Ритка почувствовала, что вот теперь она по-настоящему засыпает, страха больше не осталось в ней, была только усталая опустошенность. Из дверей снова донесся шум и голоса, взволнованные, но тихие. Кто-то подошел к ней крупным, тяжелым шагом, шаги остальных словно рассеялись вокруг мелкой дробью. На секунду в сарае наступило полное молчание.
– Оставьте ее, слишком поздно. – Огромная темная фигура нависла над Риткой, и твердые холодные пальцы попробовали пульс на ее израненной, измазанной засохшей кровью шее. – Ее надо перенести в дом, и побыстрее, – категорически жестко приказал незнакомый голос.
– Но, Ян, мы же никого из них не собирались оставлять, – прозвучал чей-то агрессивно-опасливый ответ.
– Мы не убиваем своих, ты знаешь правило не хуже меня.
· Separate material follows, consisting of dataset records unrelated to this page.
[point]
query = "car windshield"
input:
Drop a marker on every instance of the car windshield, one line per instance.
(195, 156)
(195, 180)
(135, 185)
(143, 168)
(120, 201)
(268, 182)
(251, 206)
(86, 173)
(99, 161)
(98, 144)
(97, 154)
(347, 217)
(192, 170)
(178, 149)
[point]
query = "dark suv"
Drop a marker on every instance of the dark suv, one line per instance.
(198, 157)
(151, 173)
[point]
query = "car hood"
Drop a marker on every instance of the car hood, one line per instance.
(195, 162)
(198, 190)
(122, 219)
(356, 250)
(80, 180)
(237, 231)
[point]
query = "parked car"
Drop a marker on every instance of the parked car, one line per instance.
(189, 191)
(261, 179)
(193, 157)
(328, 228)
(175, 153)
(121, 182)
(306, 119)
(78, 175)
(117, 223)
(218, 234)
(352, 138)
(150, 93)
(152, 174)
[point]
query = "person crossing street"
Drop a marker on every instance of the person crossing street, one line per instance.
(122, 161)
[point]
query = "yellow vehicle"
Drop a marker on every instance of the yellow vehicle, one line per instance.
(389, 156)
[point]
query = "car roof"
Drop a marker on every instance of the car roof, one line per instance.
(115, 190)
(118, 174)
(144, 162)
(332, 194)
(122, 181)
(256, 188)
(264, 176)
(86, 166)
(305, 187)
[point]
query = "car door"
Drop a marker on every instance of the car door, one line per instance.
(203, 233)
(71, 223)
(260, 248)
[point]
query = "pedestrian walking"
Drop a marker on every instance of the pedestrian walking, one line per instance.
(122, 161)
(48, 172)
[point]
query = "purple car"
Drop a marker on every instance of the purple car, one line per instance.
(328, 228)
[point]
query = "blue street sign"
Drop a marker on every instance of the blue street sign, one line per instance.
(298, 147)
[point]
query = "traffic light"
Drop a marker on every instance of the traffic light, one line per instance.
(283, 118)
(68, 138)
Делайте, что я сказал. – Потом, более не добавив ни слова, темная фигура – Ян отвернулся и, не глядя уже на Риту, вышел из сарая прочь.
И тотчас ее подхватили, понесли прочь, достаточно бережно и осторожно, чтобы она поняла – жертвоприношение откладывается или вовсе отменяется по неясной пока причине, что никто не собирается в настоящий момент лишать ее жизни, а, наоборот, ее уносят, чтобы помочь. Прохладный и свежий воздух сада взбодрил и освежил ее, и Ритка наконец смогла прочувствовать то, насколько ей на самом деле плохо. Тело ее ныло и болело, горячка выламывала суставы, невыносимо тошнило и мучительно хотелось пить, страшно саднили десны, и язык, казалось, распух до невообразимых размеров. Ритку внесли в тот самый холл с изумрудно-зеленым полом и аккуратно и молча положили на один из диванов. «На пол не кладут ковров, чтобы легче было смыть кровь», – некстати подумалось Рите, но ее вялый мозг уже никак не отреагировал на страшную догадку.